Financial & competing interests disclosure
Diffuse intrinsic pontine glioma research in our institute was possible due to financial support from the Semmy Foundation (Stichting Semmy), and also by the Egbers Foundation (Egbers Stichting), as well as by the Children Cancer-free foundation (KiKa) and VONK (VUmc research on Childhood Cancer). The authors have no other relevant affiliations or financial involvement with any organization or entity with a financial interest in or financial conflict with the subject matter or materials discussed in the manuscript apart from those disclosed.
No writing assistance was utilized in the production of this manuscript.
Patients with diffuse intrinsic pontine glioma (DIPG) face a dismal prognosis, with a median overall survival of 9 months.
In recent decades, the survival has not improved despite several treatment strategies that have been explored.
The incidence of DIPG in the Netherlands is 9 (5–13) patients per year (0.54 per 1,000,000; 2.32 per 1,000,000 aged 0–20 years).
Between 1990 and 2010, for both radio- and chemotherapy, more than 10 different schedules or agents were used.
In this period, only 18% of patients were formally included in clinical trials.
Poor accrual of DIPG patients in clinical trials results in a lack of comprehensive data on demographics, history, physical examination, diagnosis (both imaging and biology), outcome, but most importantly effectiveness per treatment schedule, drug or dosage.
Given the rarity of DIPG, we emphasize the need for (inter-)national trials to facilitate the identification of potentially effective therapeutics in the future.
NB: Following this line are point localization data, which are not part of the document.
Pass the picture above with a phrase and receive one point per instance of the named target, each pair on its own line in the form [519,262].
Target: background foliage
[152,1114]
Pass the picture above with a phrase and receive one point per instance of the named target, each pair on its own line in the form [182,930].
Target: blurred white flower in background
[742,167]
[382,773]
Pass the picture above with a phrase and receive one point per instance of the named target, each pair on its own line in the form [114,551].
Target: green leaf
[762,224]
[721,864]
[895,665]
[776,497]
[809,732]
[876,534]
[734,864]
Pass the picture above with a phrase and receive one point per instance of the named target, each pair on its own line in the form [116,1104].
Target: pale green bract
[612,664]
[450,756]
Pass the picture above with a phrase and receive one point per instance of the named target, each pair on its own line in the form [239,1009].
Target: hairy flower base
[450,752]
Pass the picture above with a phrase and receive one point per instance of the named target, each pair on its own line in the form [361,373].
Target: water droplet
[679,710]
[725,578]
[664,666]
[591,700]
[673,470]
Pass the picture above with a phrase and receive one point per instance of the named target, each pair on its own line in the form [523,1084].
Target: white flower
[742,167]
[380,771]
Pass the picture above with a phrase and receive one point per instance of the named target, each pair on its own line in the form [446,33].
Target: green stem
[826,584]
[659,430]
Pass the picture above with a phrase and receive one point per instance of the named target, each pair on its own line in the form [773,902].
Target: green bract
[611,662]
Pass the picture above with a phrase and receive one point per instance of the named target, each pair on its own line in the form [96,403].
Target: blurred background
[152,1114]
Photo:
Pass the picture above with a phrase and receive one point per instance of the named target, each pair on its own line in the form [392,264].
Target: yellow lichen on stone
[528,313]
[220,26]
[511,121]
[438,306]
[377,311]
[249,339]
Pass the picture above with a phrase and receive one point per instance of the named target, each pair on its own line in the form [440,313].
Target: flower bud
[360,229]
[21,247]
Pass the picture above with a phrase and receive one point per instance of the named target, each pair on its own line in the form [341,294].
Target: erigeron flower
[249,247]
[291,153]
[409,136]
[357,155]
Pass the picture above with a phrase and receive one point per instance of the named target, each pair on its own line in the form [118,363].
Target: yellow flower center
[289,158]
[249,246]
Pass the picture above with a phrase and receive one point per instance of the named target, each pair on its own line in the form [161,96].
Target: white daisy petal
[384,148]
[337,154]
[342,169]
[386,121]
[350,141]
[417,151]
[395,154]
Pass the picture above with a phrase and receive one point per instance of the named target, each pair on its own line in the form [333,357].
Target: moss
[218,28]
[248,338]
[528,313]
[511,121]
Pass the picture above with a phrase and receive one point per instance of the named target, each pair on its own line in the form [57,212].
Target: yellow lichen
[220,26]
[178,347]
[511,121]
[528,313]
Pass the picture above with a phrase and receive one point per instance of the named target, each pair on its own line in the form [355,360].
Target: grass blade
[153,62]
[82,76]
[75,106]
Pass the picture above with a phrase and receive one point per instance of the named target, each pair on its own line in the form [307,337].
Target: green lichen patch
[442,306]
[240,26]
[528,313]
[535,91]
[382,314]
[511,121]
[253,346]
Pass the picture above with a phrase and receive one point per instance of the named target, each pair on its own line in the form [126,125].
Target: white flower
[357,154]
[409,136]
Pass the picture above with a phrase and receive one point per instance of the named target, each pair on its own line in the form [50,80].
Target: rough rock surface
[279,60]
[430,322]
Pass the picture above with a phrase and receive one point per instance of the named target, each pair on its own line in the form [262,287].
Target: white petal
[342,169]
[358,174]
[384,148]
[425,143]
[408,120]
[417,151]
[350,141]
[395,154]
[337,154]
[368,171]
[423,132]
Recently, a European DIPG registry Citation[25] has been developed by the DIPG network of the International Society of Pediatric Oncology Europe. This registry will enable the evaluation and follow-up of clinical and centrally reviewed radiology data of all European patients with DIPG, both in- and outside clinical trials, which will give a realistic picture of the actual spectrum of DIPG patients. Subsequently, a comprehensive European DIPG registry will pave the way for further international collaborations and, hopefully, European clinical DIPG trials.